One of the things I find fascinating about British exploitation cinema from the 1970s is the existence of an obvious division amongst their personnel.

On the one hand we have those with little or no prospect or at times interest in careers in the mainstream.

On the other hand we have those who might well once have enjoyed mainstream careers but who found themselves in the wrong place at the wrong time now that London had stopped swinging and US money coming in.

Au Pair Girls is a film which perfectly illustrates this tendency.

In the former camp we have David Grant, credited as author of the story. One of the biggest figures in the British porn scene as producer, distributor and exhibitor, Grant would later be jailed for distributing the video nasty Nightmares in a Damaged Brain in the 1980s before dying in mysterious circumstances in 1991, the possible victim of a hit.

In the latter camp we have co-writer and director Val Guest. A forty-year industry veteran by this point, he had first made his mark in comedy in the 1930s and 40s before playing a major role in kick-starting the British horror cinema through The Quatermass Xperiment for Hammer. Here, however Guest, veteran of some 14 Hammer productions in total, was working for that company’s more downmarket rival, Tigon.


The mark of quality

Perhaps more interesting, however, is the way in which the film also exhibits something of a tension in its own approach, between presenting exploitation and commenting critically on it.

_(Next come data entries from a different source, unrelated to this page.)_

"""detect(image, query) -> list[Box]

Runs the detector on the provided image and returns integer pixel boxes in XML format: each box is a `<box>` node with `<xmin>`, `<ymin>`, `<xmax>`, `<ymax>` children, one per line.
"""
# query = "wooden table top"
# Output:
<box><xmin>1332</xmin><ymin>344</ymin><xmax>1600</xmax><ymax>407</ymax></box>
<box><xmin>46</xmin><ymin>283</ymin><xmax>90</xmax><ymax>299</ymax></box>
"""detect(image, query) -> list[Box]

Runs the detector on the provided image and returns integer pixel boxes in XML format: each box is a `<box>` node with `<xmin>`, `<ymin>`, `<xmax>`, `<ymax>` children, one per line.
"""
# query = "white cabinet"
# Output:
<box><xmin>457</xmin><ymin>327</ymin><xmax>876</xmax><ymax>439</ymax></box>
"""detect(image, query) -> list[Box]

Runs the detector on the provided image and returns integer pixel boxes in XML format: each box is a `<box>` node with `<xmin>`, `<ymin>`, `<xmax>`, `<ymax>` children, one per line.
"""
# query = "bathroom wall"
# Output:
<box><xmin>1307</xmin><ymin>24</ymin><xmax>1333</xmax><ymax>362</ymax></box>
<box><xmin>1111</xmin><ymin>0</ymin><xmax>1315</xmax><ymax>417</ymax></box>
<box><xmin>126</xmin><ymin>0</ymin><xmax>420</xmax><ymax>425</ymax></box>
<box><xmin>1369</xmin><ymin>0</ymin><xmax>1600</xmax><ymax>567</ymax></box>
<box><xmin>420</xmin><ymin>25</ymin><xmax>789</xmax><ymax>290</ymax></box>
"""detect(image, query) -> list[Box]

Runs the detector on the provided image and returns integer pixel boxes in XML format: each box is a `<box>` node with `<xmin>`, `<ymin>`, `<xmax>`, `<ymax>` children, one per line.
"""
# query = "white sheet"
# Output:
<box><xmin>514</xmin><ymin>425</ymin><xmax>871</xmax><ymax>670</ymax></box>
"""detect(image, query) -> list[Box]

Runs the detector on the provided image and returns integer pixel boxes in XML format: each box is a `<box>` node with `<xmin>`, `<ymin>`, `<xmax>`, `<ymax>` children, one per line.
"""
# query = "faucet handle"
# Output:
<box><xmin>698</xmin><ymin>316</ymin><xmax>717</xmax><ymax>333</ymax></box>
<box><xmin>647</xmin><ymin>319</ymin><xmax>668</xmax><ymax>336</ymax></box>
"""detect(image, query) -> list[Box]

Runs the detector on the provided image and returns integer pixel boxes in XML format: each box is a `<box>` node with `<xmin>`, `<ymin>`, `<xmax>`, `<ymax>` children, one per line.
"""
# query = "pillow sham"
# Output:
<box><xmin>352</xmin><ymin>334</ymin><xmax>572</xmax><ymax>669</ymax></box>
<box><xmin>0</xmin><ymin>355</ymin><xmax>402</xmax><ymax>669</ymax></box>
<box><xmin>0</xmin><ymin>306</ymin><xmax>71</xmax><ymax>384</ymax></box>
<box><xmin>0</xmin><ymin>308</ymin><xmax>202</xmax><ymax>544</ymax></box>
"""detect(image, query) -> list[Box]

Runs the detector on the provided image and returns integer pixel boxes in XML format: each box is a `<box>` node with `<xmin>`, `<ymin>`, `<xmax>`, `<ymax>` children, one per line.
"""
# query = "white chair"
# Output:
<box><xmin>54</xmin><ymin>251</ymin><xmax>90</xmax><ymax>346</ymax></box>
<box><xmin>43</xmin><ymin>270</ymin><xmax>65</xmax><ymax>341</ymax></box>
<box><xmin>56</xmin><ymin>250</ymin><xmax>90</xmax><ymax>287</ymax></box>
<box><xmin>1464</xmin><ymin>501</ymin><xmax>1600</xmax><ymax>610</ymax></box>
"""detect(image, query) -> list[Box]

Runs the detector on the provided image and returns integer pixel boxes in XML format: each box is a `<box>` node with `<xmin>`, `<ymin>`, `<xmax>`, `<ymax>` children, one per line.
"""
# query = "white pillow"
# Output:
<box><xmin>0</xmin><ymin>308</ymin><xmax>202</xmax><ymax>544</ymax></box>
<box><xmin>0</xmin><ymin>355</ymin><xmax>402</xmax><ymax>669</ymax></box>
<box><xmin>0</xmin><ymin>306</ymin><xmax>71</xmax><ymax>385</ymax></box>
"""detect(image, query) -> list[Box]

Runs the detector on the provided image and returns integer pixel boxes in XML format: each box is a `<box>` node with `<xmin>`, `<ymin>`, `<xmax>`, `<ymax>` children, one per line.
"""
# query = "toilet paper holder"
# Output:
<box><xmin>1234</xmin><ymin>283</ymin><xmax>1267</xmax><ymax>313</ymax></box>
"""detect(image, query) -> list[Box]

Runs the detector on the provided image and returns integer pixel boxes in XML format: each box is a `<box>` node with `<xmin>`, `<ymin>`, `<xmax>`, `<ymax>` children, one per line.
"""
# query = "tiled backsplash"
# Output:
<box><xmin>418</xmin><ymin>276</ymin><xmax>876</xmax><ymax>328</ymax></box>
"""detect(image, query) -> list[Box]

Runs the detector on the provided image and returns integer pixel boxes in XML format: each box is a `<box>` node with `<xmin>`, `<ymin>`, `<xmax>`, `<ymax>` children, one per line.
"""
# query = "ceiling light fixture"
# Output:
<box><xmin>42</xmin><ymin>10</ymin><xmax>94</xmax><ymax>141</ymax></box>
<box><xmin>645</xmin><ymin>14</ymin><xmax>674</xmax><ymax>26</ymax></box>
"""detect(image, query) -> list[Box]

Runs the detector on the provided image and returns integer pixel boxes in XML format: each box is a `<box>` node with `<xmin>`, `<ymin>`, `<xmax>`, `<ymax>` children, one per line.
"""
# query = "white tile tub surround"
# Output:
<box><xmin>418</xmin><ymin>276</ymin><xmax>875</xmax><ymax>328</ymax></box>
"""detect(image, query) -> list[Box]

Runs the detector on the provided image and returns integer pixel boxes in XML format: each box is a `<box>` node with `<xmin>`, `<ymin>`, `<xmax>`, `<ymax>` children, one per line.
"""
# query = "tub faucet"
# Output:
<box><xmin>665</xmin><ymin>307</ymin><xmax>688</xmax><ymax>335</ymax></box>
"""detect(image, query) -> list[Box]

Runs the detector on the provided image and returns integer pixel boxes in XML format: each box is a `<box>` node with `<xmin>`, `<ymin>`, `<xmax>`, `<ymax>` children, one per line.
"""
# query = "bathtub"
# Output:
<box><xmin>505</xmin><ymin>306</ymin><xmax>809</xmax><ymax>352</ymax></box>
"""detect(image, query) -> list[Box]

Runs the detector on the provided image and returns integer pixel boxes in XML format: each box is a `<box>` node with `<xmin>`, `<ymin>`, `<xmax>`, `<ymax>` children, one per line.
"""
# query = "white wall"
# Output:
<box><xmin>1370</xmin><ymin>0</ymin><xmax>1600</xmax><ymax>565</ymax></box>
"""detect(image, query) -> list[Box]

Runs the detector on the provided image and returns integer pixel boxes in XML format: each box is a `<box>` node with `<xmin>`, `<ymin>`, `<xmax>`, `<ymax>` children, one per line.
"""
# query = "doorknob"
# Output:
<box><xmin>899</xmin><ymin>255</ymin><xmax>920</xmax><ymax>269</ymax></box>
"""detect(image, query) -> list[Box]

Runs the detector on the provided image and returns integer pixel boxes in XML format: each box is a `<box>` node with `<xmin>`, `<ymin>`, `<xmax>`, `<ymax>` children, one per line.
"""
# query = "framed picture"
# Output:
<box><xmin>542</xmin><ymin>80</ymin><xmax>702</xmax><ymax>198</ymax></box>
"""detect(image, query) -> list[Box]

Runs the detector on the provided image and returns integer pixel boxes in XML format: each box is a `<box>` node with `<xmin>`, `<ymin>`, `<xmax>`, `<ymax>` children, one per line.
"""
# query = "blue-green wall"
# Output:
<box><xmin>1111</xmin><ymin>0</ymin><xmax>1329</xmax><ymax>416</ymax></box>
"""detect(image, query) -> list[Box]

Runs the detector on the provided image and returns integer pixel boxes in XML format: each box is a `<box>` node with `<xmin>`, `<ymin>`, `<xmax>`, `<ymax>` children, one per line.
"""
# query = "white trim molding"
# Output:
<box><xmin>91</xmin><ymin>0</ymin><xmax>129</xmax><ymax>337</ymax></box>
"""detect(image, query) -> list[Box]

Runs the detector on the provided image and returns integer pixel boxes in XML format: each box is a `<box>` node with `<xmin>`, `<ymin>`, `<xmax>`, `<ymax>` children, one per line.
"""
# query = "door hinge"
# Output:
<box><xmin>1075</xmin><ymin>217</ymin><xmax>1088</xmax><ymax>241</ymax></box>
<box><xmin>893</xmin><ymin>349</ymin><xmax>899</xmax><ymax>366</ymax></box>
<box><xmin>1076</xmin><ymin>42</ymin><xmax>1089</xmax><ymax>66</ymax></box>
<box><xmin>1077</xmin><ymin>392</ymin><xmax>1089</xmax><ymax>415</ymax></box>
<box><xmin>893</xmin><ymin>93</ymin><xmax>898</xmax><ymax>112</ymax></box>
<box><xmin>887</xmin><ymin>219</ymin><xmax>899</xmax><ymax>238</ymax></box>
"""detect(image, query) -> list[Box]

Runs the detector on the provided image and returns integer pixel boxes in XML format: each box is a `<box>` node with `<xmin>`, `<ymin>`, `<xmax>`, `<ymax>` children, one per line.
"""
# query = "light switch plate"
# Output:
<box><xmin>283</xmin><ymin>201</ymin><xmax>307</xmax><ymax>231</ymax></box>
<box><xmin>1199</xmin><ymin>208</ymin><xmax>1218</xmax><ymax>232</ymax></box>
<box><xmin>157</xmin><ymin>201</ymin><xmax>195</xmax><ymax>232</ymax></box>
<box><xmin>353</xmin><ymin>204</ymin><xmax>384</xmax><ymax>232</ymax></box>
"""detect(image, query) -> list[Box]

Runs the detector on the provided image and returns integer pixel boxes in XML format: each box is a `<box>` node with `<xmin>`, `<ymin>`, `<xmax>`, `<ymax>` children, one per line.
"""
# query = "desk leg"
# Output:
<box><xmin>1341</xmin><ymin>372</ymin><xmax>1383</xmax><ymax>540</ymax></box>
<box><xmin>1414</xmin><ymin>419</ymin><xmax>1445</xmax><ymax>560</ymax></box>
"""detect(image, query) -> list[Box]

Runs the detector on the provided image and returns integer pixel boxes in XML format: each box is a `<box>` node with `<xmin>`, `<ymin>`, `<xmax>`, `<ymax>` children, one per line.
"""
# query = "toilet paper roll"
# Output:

Whether this was a deliberate strategy on someone’s part – the likes of Quatermass 2 and Hell is a City have a critical, realist edge to them – or unintentional is another matter, of course.

This is most evident towards the end of the film.


Never has a place been less appropriately named, though was the intention or not?

In one of the four stories the German au pair, Christa, who is a virgin, is taken to a Ricky Strange gig at Groovers nightclub and offered up as a sacrifice to the rock god by the opportunistic daughter of the family she has been placed with, “a Deutschland dolly where the hand of man has never set foot before”

Whilst no Permissive, it’s pretty sordid, depressing stuff and perhaps provides a hint of why Guest, who also helmed Confessions of a Window Cleaner around this time, was not involved with its sequel, Confessions of a Pop Performer.




Ironic use of phallic symbolism, or what?

In another of the four stories a Swedish sexpot type, Anita, with a colour TV obsession is recruited by an Arab Sheik to be part of his harem. Though there’s a hint of criticism, in that we’re told the Sheik has magnanimously raised the annual income of his people from £10 to £20, it’s basically played for laughs.


Ferdy Mayne plays the Sheik

Following this, however, Christa, along with the other two Au Pair Girls, Nan and Randi, is herself picked up by the Sheik for what seems a bit of a dramatic transition from virgin to whore and an odd way to end the film on a high.

The story featuring Nan is also a bit off-key as she is placed with a family of eccentric aristocrats and immediately becomes involved with their piano playing child-man son Rupert (A “new playmate” / “It’s beautiful, I like it”), has sex with him and then silently departs.

Yet if there’s perhaps a hint of the inscrutable Oriental stereotype here, that ‘we’ cannot fathom ‘them’, Nan is also the only one of the four girls whose English is perfect and devoid of unwitting innuendo (Anita’s “I work with them all day and in the evening I play with myself. Is no good?” or Randi’s “I am not miss Lindstrom. My friends call me Randi”)

Again, some sort of critical comment ((Me Me Lai, more famous for her roles in Italian cannibal films, is Anglo-Burmese) or just unsatisfactory writing and characterisation?

Taken on its own basic terms, of providing laughs and showcasing female pulchritude, the film is a success.


For some reason the au pairs on the right is not featured subsequently – was there perhaps an export version with extra material?

It also has a very cool theme song, the kind that had it been sung in Italian or in Italian accented English would surely have showed up on a Beat at Cinecitta or Easy Tempo collection.


Le Mesurier's finest moment

And then there’s the immortal sight of none other than John Le Mesurier fondling his secretary’s breast before telling his son – who imagines this – to “Piss off!”